Fine-Grained Prediction of Syntactic Typology: Discovering Latent Structure with Supervised Learning
This addresses the challenge of grammar induction for linguists and NLP researchers, but it is incremental as it applies a supervised approach to a typically unsupervised problem.
The paper tackled the problem of predicting syntactic typology, such as word-order facts, from part-of-speech sequences by treating it as supervised learning using synthetic languages, and showed that adding synthetic data improves performance and outperforms a grammar induction baseline.

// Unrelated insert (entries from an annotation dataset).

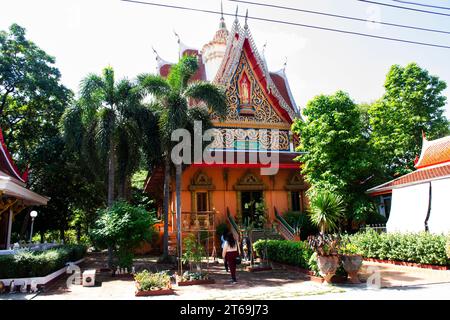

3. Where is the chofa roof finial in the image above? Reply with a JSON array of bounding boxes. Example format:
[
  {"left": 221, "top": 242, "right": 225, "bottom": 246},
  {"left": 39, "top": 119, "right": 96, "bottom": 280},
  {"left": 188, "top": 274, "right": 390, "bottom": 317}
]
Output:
[{"left": 244, "top": 9, "right": 248, "bottom": 28}]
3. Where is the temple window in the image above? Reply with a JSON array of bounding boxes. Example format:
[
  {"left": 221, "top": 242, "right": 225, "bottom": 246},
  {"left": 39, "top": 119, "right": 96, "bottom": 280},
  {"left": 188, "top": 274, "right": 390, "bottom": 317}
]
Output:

We show how to predict the basic word-order facts of a novel language given only a corpus of part-of-speech (POS) sequences. We predict how often direct objects follow their verbs, how often adjectives follow their nouns, and in general the directionalities of all dependency relations. Such typological properties could be helpful in grammar induction. While such a problem is usually regarded as unsupervised learning, our innovation is to treat it as supervised learning, using a large collection of realistic synthetic languages as training data. The supervised learner must identify surface features of a language's POS sequence (hand-engineered or neural features) that correlate with the language's deeper structure (latent trees). In the experiment, we show: 1) Given a small set of real languages, it helps to add many synthetic languages to the training data. 2) Our system is robust even when the POS sequences include noise. 3) Our system on this task outperforms a grammar induction baseline by a large margin.